Familial Juvenile Hyperuricemic (or Gouty) Nephropathy (FJHN) is an inherited kidney disorder characterized by renal urate hypoexcretion, hyperuricemia, and frequent, precocious gout predating the onset of kidney disease ¹. Individuals with FJHN experience progressive loss of renal function that, without appropriate treatment, may result in life-threatening complications. Medullary Cystic Kidney Disease Type II (MCKD2) is also associated with gout and kidney failure. Despite its name, affected family members may or may not have medullary cysts.

Mutations in two exons of the Uromodulin gene (UMOD), have been recently shown to cause FJHN and MCKD2 ^1-3. The UMOD gene encodes the Tamm-Horsfall glycoprotein⁴, the most abundant protein excreted in normal urine ^3,4.

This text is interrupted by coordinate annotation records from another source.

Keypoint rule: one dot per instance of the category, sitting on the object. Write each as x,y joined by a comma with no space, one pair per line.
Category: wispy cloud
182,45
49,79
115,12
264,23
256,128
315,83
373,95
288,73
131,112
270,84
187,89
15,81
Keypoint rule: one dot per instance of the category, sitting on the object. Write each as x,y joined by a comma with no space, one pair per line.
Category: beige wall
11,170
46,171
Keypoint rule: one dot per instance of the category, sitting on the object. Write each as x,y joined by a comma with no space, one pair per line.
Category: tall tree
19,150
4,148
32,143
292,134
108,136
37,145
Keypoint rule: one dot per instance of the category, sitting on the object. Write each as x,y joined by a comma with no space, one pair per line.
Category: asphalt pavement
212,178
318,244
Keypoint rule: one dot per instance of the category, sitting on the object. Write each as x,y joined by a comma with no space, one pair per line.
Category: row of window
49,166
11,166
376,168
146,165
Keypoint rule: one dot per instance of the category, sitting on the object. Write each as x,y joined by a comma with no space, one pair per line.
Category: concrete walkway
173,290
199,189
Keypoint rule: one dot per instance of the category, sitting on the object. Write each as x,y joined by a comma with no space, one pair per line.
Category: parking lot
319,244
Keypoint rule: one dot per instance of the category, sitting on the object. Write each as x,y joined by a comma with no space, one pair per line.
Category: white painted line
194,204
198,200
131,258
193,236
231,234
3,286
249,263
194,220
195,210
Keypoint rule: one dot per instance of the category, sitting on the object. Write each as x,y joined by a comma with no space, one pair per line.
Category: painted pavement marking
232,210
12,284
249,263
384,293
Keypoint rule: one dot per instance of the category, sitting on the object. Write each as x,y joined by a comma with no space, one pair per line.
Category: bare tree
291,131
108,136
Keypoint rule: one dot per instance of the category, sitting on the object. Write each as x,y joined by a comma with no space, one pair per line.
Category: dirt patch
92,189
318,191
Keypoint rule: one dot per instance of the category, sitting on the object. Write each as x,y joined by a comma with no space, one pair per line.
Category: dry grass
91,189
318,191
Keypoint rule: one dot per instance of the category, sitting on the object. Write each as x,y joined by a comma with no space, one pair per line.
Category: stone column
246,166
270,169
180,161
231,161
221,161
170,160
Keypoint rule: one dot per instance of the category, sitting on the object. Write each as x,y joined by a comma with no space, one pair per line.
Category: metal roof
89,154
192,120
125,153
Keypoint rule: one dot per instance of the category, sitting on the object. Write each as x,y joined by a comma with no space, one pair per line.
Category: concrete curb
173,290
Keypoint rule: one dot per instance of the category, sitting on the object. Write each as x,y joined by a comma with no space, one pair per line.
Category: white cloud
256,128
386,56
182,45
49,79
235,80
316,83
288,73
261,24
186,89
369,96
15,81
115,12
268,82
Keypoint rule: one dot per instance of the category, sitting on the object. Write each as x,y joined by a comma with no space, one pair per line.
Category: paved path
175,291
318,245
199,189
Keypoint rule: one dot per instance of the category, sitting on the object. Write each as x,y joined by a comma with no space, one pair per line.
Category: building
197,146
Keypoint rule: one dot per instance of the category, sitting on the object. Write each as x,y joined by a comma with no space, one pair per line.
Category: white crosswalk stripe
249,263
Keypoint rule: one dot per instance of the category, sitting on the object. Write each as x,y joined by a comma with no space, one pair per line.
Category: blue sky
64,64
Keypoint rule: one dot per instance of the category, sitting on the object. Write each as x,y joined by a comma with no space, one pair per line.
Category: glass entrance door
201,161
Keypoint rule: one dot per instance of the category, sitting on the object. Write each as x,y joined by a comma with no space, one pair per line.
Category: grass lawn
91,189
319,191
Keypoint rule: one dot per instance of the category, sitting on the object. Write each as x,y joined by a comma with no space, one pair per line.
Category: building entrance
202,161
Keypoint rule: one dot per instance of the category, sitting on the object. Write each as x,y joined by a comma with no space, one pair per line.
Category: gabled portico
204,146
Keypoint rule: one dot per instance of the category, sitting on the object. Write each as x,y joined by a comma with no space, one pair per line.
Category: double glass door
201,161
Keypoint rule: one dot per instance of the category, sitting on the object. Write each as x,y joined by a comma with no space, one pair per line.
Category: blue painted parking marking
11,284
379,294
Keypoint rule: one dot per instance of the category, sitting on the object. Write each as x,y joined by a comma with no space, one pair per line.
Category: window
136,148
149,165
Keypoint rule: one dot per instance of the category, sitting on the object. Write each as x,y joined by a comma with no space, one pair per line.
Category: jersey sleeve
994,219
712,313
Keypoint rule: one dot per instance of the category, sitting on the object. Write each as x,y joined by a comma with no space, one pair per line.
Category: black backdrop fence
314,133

Athena Diagnostics, Inc. is now pleased to offer bi-directional DNA sequencing of the two exons of UMOD that have been shown to harbor disease-causing alterations. Order the Hereditary Interstitial Kidney Disease assay (Unit Code 770) for the diagnosis of MCKD2 and FJHN.

Indications for Testing

• Chronic interstitial renal disease
• Chronic interstitial renal disease of unknown cause
• Familial kidney disease of unknown cause
• Gout predating and associated with kidney failure
• Prior to transplant in living-related donors

FJHN and MCKD2 are inherited as autosomal dominant genetic traits and have similar clinical presentations ⁵. The age of onset of gout and kidney failure varies greatly within and among families, but hyperuricemia develops in most individuals early in life. Beginning in the teens and early 20's, renal insufficiency due to tubulo-interstitial disease (absence of significant proteinuria) develops, and many, but not all, affected individuals develop gout. Renal insufficiency usually proceeds to end-stage renal disease in the third through eighth decades of life ³.

In 2001, Dahan et al. suggested that FJHN and MCKD2 were, in fact, differing manifestations of the same disease ⁵. Further support for FJHN and MCKD2 being allelic disorders comes from more recent work by Hart, et al ². These authors identified mutations in UMOD that segregated with disease in three families with FJHN and one family with MCKD2. Importantly, they point out that “The primary clinical features of MCKD2 and FJHN vary in presence and severity, complicating the diagnosis of these conditions, particularly in milder cases.”

Early treatment with allopurinol may prevent the development of severe gout and in some families, may slow or prevent the progression of kidney disease ⁶.

Screening of family members is important prior to transplant donation when signs of the disease may not be present ².

REFERENCES

1. Bleyer AJ, et al.: Clinical characterization of a family with a mutation in the uromodulin (Tamm-Horsfall glycoprotein) gene. Kidney Int. 2003 Jul;64(1):36-42.
2. Hart TC et al.: Mutations of the UMOD gene are responsible for medullary cystic kidney disease 2 and familial juvenile hyperuricaemic nephropathy. J. Med. Genet. 39:882-892, 2002.
3. Bleyer AJ et al.: Renal manifestations of a mutation in the uromodulin (Tamm Horsfall protein) gene. Am. J. Kidney Dis. 2003 42(2):1-7.
4. Tamm I, Horsfall FL: Characterization and separation of an inhibitor of viral hemagglutination present in urine. Proc. Soc. Exp. Biol. Med. 1950 74:108-114.
5. Dahan K, et al.: Familial juvenile hyperuricemic nephropathy and autosomal dominant medullary cystic kidney disease type 2. Two facets of the same disease? J. Am. Soc. Nephrol. 2001 12:2348-2357.
6. Fairbanks L, et al.: Early treatment with allopurinol in familial juvenile hyerpuricaemic nephropathy (FJHN) ameliorates the long-term progression of renal disease. QJM. 2002 Sep;95(9):597-607.